CZ: No, I wouldn't say I was that kind of person. I was a tech enthusiast; I studied computer science in college and started learning programming by myself in high school, but I wasn't some "programming genius." I consider myself a decent programmer; I've written some decent code in my career. But around the ages of 28 to 30, I started to step away from coding to focus more on business development and sales.

Chamath: Living the typical immigrant child adaptation period in Canada. Did you have many friends at that time?

CZ: Quite a few.

Chamath: Were they all Asian friends, or was there a mix of different ethnicities?

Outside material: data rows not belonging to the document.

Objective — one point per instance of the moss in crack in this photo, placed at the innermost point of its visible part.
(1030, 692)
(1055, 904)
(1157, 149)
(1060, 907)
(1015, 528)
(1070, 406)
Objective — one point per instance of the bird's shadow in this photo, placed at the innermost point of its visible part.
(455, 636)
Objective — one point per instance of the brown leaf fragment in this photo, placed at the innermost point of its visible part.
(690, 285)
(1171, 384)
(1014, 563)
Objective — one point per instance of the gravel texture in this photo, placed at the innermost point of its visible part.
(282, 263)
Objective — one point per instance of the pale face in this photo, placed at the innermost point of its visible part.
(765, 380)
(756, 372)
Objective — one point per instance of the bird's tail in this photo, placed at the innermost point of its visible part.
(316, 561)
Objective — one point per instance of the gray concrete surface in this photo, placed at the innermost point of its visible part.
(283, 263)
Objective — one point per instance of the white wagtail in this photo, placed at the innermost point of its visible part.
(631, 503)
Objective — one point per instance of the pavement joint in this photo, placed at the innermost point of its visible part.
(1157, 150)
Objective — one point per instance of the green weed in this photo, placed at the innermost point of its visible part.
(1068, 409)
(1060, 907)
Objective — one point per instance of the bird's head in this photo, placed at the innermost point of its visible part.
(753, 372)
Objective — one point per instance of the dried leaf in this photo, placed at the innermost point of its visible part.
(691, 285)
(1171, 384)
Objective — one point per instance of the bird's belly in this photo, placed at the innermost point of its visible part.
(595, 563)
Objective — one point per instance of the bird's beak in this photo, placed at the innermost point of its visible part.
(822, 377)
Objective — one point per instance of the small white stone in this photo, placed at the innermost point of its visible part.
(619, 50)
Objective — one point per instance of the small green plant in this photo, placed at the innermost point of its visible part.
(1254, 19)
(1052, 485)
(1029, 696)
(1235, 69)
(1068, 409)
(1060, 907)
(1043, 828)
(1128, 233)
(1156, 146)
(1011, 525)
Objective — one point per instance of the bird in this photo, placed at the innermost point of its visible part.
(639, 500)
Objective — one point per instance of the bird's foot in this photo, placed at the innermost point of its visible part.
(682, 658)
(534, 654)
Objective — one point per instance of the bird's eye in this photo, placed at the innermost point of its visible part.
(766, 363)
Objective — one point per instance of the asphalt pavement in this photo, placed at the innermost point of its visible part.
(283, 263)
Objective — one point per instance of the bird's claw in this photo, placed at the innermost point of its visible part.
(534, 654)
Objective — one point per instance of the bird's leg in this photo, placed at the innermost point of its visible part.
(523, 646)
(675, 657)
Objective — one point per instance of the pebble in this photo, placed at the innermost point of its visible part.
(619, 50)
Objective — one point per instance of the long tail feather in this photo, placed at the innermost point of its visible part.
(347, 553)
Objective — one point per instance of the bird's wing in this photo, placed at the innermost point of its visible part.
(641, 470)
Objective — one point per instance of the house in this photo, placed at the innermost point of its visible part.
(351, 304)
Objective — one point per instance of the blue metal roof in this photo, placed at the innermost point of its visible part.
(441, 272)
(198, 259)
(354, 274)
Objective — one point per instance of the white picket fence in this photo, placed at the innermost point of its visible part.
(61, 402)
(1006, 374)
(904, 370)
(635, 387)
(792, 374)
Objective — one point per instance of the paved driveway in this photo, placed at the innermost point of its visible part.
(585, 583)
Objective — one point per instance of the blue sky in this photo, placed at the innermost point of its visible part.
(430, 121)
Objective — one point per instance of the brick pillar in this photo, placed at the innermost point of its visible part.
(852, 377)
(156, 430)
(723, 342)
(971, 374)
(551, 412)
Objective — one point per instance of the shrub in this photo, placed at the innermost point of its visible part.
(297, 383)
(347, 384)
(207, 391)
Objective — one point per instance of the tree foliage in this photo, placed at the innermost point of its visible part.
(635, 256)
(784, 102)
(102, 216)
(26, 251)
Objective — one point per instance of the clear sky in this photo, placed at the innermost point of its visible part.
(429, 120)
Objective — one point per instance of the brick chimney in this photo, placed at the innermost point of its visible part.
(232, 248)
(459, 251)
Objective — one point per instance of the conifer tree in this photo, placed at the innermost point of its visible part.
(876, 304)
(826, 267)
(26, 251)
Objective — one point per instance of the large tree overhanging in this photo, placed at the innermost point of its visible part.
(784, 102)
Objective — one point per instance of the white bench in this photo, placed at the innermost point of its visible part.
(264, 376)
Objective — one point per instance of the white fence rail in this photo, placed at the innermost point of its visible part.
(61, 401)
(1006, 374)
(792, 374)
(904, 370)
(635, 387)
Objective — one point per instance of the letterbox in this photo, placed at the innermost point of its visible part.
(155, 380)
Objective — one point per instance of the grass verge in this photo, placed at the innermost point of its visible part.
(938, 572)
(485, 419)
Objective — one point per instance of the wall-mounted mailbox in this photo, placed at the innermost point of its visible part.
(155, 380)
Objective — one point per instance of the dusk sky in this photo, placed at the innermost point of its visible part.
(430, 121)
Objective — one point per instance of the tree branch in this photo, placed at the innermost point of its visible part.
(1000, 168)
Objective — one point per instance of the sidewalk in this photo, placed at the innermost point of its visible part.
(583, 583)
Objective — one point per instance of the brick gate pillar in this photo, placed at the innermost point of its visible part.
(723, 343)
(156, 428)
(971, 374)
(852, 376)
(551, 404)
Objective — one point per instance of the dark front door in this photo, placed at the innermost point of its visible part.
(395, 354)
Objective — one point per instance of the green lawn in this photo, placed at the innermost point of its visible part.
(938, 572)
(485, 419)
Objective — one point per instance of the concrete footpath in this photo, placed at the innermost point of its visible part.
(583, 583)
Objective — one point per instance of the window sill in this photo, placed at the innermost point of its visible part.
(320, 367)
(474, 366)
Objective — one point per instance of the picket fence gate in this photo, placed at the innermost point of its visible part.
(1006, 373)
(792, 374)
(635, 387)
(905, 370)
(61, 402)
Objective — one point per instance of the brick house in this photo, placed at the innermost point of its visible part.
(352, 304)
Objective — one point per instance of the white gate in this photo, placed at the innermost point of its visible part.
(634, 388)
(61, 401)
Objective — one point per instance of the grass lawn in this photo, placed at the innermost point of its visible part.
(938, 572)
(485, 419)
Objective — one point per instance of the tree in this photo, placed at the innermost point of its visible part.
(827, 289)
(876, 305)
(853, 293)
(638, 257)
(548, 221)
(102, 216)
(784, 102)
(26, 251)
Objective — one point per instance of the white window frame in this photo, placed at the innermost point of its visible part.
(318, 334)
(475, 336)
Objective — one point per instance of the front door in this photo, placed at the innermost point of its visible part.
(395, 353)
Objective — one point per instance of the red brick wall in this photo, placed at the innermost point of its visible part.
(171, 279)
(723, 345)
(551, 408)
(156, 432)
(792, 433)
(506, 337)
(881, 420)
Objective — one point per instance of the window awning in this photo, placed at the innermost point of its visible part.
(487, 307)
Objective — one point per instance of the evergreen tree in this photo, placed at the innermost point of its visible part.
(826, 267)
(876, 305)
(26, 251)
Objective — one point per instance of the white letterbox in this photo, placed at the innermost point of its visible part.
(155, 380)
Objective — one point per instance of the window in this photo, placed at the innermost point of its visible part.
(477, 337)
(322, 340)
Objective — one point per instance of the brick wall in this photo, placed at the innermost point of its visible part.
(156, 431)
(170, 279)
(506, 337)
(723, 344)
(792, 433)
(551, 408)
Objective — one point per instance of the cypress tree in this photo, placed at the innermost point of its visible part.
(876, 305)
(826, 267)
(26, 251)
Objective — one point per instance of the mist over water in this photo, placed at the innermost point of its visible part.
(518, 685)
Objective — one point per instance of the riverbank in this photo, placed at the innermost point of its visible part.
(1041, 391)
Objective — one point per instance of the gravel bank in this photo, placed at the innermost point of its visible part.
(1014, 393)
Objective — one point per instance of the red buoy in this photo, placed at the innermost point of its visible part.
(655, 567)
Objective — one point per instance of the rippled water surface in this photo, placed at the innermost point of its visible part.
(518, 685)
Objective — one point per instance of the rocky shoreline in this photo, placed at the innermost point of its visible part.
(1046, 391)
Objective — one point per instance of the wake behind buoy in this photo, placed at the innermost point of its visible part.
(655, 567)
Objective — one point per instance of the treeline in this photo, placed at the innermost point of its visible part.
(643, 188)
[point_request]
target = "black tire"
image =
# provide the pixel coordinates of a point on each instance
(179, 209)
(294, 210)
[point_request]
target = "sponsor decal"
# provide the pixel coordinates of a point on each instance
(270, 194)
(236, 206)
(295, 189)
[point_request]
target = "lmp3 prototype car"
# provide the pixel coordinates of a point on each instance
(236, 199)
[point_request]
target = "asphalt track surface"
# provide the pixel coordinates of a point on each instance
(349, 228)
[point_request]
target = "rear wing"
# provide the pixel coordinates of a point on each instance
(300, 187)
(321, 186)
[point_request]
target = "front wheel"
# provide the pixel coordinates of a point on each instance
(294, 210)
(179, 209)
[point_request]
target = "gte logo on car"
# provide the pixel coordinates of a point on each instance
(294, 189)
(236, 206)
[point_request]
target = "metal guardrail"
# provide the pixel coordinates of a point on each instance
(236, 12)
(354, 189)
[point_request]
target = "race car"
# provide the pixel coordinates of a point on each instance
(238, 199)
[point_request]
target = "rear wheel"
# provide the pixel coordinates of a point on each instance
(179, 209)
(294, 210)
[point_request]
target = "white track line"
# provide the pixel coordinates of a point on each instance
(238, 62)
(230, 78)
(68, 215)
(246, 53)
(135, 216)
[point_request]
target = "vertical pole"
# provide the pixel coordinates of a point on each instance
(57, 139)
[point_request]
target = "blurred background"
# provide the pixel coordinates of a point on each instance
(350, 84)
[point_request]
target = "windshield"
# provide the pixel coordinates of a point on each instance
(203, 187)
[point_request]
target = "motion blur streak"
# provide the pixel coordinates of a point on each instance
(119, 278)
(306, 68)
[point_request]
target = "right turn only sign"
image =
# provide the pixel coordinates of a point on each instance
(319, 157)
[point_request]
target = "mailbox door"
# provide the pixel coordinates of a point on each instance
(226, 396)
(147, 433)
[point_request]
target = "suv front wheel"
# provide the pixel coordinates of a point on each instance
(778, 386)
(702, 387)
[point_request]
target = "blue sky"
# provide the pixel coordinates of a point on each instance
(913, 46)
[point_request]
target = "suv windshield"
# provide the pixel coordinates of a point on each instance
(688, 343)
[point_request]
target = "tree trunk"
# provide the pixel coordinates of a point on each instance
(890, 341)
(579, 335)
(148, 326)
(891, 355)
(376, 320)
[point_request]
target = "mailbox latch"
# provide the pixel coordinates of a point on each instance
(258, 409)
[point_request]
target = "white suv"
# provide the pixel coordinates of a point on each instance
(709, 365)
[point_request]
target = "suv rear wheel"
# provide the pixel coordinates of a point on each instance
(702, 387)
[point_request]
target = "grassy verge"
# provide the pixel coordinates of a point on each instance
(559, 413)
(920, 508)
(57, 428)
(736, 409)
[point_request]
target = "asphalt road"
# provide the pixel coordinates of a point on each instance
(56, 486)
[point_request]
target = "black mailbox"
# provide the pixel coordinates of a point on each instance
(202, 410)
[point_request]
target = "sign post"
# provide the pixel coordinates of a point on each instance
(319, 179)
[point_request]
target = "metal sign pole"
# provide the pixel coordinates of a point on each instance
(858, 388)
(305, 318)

CZ: Both. Actually, I had friends from both Asian and non-Asian backgrounds, but at our school, most Asian kids tended to stick together while I was an exception; I had quite a few white friends, with a diverse social circle. My teenage years in Canada were fantastic; those were the best years of my life. I think that time shaped my optimistic personality; I'm generally a pretty happy person.

Chamath: What was it like when you didn't get into my alma mater, the University of Waterloo, and had to "settle for" McGill University?

CZ: Well, I was actually torn between Waterloo, McGill, and the University of Toronto. But I knew I definitely didn't want to go to UBC because I wanted to change cities. Actually, UBC had accepted me, but I just didn’t want to go. A very respected elder suggested I should become a doctor because it’s a respectable job with a good salary. I followed her advice and chose biology. And the University of Waterloo isn't particularly known for biology, right? So I went to McGill. But after one semester, I told myself, "No more biology; I want to switch to computer science."

Chamath: Was that typical university life? Did you find a good job during the summer, or were you like the average student, hustling to pay tuition?

CZ: I worked every summer. I also worked part-time during the school year.

Chamath: So you were debt-free? Did you think, "I have to graduate without any debt"?